CBIZ, Inc., a national provider of financial, insurance, and advisory services, announced that it will acquire the non-attest business of Marcum, LLP. The transaction will make CBIZ the seventh-largest accounting services provider in the U.S., with approximately $2.8 billion in annual revenue.

Rillet, an automated platform built by accountants for accountants, announced that it has raised $13.5 million led by First Round Capital (Uber, Square, Notion, Looker), Creandum (Spotify, Klarna), and Susa Ventures (Robinhood) with participation from individual investors.

Kilpatrick announced that James “Jamie” Null has joined the firm’s New York office as a partner. Null will be a member of the transactional tax team in the firm’s corporate, finance, and real estate department.
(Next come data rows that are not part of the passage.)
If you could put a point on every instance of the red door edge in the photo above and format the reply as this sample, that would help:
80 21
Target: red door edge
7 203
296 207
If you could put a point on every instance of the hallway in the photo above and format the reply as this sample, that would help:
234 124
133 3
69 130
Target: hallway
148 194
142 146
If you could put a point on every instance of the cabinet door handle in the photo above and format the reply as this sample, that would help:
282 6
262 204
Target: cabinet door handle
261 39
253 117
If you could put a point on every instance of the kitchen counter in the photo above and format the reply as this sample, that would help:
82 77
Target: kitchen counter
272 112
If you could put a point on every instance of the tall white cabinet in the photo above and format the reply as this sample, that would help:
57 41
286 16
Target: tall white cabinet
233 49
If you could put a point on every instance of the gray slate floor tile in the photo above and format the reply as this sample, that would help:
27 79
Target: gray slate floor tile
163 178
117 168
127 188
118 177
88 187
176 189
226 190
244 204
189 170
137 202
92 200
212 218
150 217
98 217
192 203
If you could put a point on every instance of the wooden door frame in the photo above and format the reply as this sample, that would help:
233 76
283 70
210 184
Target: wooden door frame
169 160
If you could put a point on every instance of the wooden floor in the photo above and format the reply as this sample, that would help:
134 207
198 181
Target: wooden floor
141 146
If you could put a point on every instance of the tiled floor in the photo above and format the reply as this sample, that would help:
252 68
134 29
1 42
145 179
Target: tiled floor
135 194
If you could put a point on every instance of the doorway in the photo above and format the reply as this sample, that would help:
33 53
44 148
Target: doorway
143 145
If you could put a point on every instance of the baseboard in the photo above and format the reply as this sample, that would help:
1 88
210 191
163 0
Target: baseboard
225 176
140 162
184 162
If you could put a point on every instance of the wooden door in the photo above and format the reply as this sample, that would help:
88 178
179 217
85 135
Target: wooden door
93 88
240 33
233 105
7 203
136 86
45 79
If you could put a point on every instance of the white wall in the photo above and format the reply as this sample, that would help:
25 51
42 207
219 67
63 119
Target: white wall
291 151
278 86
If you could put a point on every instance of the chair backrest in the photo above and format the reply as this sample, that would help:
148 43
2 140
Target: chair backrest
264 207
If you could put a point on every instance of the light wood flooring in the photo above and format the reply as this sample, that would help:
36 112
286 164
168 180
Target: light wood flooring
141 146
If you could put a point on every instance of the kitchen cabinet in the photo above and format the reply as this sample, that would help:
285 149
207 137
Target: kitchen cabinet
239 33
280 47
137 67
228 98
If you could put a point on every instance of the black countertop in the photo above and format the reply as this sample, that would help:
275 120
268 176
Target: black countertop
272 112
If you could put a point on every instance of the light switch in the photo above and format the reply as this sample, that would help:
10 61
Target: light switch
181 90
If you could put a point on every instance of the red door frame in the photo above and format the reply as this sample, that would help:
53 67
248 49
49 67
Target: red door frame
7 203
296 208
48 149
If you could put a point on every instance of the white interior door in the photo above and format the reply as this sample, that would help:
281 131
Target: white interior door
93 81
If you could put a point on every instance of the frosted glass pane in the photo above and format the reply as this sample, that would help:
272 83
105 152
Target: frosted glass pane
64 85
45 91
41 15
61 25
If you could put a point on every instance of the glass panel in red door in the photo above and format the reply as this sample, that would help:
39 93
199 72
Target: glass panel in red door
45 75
He was previously a partner at Loeb & Loeb LLP.

If you have career or industry news, submit it for consideration here or email me directly.

In Case You Missed It

Here’s what readers clicked through most often last week:

→ Best Places To Retire In 2024: Las Cruces And Other Unexpected Hot Spots

→ IRS Reveals What It Looks For In Stock Option Audits

You can find the entire newsletter here.

Trivia Answer

The answer is (A) $321 million.

The federal telephone excise tax was first enacted by the War Revenue Act of 1898. Intended to fund the Spanish-American War, it was designed as a luxury tax on those who owned telephones.

Today, the 3% telephone excise tax is collected from the customer by telephone companies and then passed on to the IRS. It only applies to local service billed separately from long-distance service. That means that many services, like mobile contracts that bundle local and long-distance services, are exempt, which explains the significant decline in collections.